The Supreme Court will consider whether the Constitutional Court should hear petitions opposing the poll bond scheme on April 11th.

On April 11, the Supreme Court will hear arguments on whether to submit petitions challenging the 2018 Electoral Bonds Scheme to a Constitution bench.

The petitions were heard on Tuesday by a two-judge bench headed over by Chief Justice of India D Y Chandrachud, who had agreed to hear them on May 2 because the court would be occupied with other Constitution bench proceedings in April.

The petitioners then sought the court to refer the issue of electoral bonds to a Constitution bench, claiming that it includes issues at the “heart of our democratic process.” Lawyer Shadan Farasat stated it would be better to refer it to a Constitution bench for a “authoritative ruling”.

Senior counsel Dushyant Dave, who also appeared for the petitioner side, supported the proposal, urging the court to move the hearing to April due to the forthcoming Karnataka Assembly elections.

The bench, including Justice P S Narasimha, questioned the Centre’s lawyer for his thoughts on the plea. According to the Centre’s counsel, the Attorney General will fight on the point of reference.

Agreeing, the court scheduled a hearing on April 11 to determine if the case merits consideration by a Constitutional Court.

When the Supreme Court heard the petitions in January of this year, it stated that they raised three distinct issues: a challenge to electoral bonds, whether political parties should be brought under the purview of the Right to Information (RTI) Act, and amendments to the Foreign Contribution (Regulation) Act (FCRA). The court stated that it will hear each of the three issues independently.

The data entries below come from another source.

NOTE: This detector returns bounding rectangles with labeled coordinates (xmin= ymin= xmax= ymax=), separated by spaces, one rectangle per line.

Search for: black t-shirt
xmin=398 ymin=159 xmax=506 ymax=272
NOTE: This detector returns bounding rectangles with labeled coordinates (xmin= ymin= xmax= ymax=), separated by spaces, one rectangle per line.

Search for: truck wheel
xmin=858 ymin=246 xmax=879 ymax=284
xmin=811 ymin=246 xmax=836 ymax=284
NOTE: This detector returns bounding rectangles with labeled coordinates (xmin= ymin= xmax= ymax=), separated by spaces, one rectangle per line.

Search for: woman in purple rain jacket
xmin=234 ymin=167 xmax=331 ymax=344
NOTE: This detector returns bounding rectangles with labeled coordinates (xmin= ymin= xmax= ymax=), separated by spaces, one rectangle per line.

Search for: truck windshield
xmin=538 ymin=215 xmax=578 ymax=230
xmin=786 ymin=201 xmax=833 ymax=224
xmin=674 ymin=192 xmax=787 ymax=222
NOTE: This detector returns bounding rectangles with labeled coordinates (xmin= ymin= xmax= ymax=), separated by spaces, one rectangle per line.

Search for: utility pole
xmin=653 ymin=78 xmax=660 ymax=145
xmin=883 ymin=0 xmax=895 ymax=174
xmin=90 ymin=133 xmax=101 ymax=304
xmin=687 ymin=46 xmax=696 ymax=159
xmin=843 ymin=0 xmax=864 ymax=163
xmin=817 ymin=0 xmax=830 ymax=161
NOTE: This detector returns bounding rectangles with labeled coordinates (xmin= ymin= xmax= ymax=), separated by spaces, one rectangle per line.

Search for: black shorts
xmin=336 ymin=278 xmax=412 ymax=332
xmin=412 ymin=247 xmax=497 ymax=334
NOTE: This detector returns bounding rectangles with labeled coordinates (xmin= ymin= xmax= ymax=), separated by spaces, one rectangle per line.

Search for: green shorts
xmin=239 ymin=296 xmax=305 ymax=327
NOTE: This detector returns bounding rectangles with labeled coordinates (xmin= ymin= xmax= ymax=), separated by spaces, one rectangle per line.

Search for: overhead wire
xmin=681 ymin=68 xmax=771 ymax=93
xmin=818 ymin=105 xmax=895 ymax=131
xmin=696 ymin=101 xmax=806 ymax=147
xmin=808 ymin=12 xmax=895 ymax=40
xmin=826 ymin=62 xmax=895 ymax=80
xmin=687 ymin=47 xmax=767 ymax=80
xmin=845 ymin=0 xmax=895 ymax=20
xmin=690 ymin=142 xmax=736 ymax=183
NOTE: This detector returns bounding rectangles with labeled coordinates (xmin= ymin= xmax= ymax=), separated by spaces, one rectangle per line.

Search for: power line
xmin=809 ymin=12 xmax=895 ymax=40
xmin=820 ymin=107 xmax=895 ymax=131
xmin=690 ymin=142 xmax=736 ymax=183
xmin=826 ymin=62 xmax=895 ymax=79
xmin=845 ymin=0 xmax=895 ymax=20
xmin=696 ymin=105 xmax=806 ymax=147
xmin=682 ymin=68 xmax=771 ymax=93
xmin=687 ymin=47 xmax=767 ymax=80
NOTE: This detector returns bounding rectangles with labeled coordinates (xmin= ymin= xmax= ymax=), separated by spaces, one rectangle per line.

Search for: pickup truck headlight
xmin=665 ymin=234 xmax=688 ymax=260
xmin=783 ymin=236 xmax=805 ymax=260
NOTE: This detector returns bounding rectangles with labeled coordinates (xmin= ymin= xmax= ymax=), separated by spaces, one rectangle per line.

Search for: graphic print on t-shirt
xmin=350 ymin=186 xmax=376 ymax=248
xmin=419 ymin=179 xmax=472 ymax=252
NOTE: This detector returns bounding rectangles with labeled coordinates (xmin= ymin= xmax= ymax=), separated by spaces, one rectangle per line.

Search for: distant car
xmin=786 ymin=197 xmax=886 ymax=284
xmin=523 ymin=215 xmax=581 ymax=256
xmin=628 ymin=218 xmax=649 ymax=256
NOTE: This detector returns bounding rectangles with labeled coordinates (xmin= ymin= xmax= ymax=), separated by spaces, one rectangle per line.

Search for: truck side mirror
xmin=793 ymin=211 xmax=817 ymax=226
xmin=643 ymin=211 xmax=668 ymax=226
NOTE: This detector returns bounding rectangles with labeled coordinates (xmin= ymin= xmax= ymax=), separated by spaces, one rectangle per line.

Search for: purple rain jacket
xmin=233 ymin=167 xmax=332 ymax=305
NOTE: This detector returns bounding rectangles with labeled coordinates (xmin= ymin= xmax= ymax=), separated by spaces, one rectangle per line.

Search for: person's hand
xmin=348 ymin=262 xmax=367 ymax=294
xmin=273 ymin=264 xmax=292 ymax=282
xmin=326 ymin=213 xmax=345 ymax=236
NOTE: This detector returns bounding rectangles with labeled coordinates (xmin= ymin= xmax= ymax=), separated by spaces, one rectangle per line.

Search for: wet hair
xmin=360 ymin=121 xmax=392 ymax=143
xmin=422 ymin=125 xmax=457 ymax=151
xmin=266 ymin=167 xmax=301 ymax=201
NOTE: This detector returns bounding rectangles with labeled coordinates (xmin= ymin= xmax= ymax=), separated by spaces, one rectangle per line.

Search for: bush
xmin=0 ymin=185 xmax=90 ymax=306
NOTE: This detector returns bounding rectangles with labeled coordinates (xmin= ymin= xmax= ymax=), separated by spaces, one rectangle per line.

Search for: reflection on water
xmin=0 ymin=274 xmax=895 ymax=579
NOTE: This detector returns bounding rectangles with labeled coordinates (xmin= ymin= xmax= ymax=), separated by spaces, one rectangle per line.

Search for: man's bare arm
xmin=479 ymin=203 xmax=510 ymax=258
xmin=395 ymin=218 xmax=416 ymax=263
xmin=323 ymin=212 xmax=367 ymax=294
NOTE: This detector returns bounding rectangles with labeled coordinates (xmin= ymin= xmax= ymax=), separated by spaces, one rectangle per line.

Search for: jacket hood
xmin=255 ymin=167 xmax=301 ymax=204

While the Centre called the scheme “a big step towards electoral reform” that “will ensure transparency” and “accountability,” petitioners argue that it has an impact on transparency in political funding because it allows political parties to avoid disclosing their annual contribution reports to the Election Commission of India (ECI) and the identities of those who have donated through electoral bonds.

In an interim decision issued in April 2019, a three-judge Supreme Court bench required political parties that received donations using electoral bonds to “immediately” disclose information of the bonds to the ECI.

Also Read |Electoral bonds worth Rs 232.10 crore were sold in December, with 83% of them being redeemed in Delhi.

The Supreme Court denied the petitioner’s request to stop the sale of new bonds in March 2021, citing the petitioner’s claim of “total anonymity” of bond purchasers. “It is not as if the operations under the programme are hidden behind iron curtains that cannot be pierced,” the court stated.

The court noted that bonds had previously been issued “without any obstacle” in 2018, 2019, and 2020, and it had already mandated “some protections” in its April 2019 interim decision.

“We do not know at this time how much the claim that under the plan, there would be complete anonymity in the financing of political parties by corporate companies, both in India and overseas, is sustainable,” the court observed.